SK->>CS: Process with Auto Function Choice
CS->>SK: Determine image generation needed
SK->>IP: generate_image_from_prompt()
IP->>IP: Validate service exists
IP->>DS: Generate image (1024x1024)
DS-->>IP: Return image URL
IP-->>SK: Image URL string
SK->>CS: Add to chat history
CS-->>U: Text response + Image URL
Your implementation showcases the modular plugin system:
graph TB
subgraph SK[Semantic Kernel]
CS[Chat Service]
FCB[Auto Function Choice]
end
subgraph Plugins[Available Plugins]
TP[Time]
GP[Geo]
WP[Weather]
WI[Work Items]
SP[Search]
IP[Image]
end
subgraph Azure[Azure Services]
ACM[Chat Model]
DM[DALL-E]
AS[AI Search]
TE[Text Embedding]
end
CS --> FCB
FCB --> Plugins
IP --> DM
SP --> AS
SP --> TE
CS --> ACM
classDef kernelStyle fill:#f3e5f5,stroke:#4a148c,stroke-width:2px,color:#000
classDef pluginStyle fill:#e8f5e8,stroke:#1b5e20,stroke-width:2px,color:#000
classDef azureStyle fill:#fce4ec,stroke:#880e4f,stroke-width:2px,color:#000
class CS,FCB kernelStyle
class TP,GP,WP,WI,SP,IP pluginStyle
class ACM,DM,AS,TE azureStyle
Your implementation demonstrates several important patterns:
# Your ImagePlugin constructor ensures the service is available
if not kernel.get_service(type=AzureTextToImage):
raise Exception("Missing text-to-image service")
self.dalle3 = kernel.get_service(type=AzureTextToImage)The FunctionChoiceBehavior.Auto() setting in your chat completion allows the AI to automatically:
- Analyze user requests
- Determine when image generation is needed
- Call the appropriate plugin function
- Orchestrate multi-step workflows
Your current setup provides:
- Modularity: Each plugin (Time, Geo, Weather, Image, etc.) operates independently
- Composability: Multiple plugins can be called in a single conversation turn
- Extensibility: New plugins can be added without modifying existing code
- Service Abstraction: Plugins interact with Azure services through Semantic Kernel's service layer
sequenceDiagram
participant User
participant SK as Semantic Kernel
participant Chat as Chat Service
participant IP as Image Plugin
participant DALLE as DALL-E Service
User->>SK: "Create a picture of a cute kitten"

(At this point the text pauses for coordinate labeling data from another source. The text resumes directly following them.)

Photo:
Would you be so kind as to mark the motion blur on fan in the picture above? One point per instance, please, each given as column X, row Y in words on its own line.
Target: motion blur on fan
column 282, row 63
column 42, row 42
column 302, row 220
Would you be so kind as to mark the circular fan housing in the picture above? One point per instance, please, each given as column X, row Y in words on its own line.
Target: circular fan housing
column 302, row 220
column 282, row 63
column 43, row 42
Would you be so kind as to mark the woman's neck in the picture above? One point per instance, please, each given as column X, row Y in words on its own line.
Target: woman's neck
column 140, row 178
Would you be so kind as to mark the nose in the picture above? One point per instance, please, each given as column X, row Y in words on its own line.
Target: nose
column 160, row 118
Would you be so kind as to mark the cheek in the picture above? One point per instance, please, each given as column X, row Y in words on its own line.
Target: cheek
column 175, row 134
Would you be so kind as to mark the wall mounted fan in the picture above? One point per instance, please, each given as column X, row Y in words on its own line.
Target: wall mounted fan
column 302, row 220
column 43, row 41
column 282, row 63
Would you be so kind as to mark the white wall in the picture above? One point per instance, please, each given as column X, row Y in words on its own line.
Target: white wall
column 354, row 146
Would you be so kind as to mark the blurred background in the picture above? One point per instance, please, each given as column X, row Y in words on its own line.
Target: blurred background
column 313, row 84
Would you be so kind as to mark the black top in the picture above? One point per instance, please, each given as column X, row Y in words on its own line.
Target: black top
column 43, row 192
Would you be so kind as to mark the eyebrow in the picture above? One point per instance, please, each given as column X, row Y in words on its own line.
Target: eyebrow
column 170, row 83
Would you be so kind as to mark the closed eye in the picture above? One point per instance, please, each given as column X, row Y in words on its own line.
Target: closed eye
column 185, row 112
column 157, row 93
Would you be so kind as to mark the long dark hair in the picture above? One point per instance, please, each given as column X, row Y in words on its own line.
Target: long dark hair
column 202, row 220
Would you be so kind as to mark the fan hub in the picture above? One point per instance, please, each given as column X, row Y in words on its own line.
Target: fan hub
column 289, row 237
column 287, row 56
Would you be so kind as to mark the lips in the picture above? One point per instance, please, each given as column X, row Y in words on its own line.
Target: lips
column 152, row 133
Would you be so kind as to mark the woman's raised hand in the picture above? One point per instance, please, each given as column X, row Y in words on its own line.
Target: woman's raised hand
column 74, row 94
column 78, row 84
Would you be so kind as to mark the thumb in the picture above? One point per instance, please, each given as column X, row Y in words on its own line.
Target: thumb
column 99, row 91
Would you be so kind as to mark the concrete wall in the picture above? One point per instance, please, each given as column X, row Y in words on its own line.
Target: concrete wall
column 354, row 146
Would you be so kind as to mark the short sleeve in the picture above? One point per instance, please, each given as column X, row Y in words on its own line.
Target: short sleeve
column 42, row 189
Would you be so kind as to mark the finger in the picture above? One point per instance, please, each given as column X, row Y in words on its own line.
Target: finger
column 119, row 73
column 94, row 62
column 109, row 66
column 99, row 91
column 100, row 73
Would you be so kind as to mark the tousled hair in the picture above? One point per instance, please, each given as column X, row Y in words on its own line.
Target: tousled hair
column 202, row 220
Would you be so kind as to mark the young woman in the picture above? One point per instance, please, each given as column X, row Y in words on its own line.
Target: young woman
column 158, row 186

SK->>Chat: Process with Function Choice Behavior
Chat->>IP: generate_image_from_prompt()
IP->>DALLE: Generate image (1024x1024)
DALLE-->>IP: Return image URL
IP-->>Chat: Image URL
Chat-->>SK: Complete response
SK-->>User: Text + Image URL
When you request a product concept with both description and images, your implementation:
- Text Generation Phase: Uses the chat completion service to generate product name and description
- Prompt Optimization: The AI automatically creates DALL-E-optimized prompts from the product details
- Image Generation: Calls your Image Plugin multiple times (product image + logo)
- Response Integration: Combines all outputs into a cohesive response
Your chat_history.add_message(result) approach ensures:
- Context is maintained across turns
- Previous images can be referenced
- Follow-up image requests can build on prior conversation
This architecture showcases how Semantic Kernel's plugin system enables sophisticated AI workflows where language understanding, planning, and multi-modal generation work together seamlessly.
- Verify that your Image plugin can generate images from simple text prompts.
- Verify that your Image plugin can work with chat history to generate relevant images.
- Verify that your Image plugin can be called from a prompt that also calls other plugins.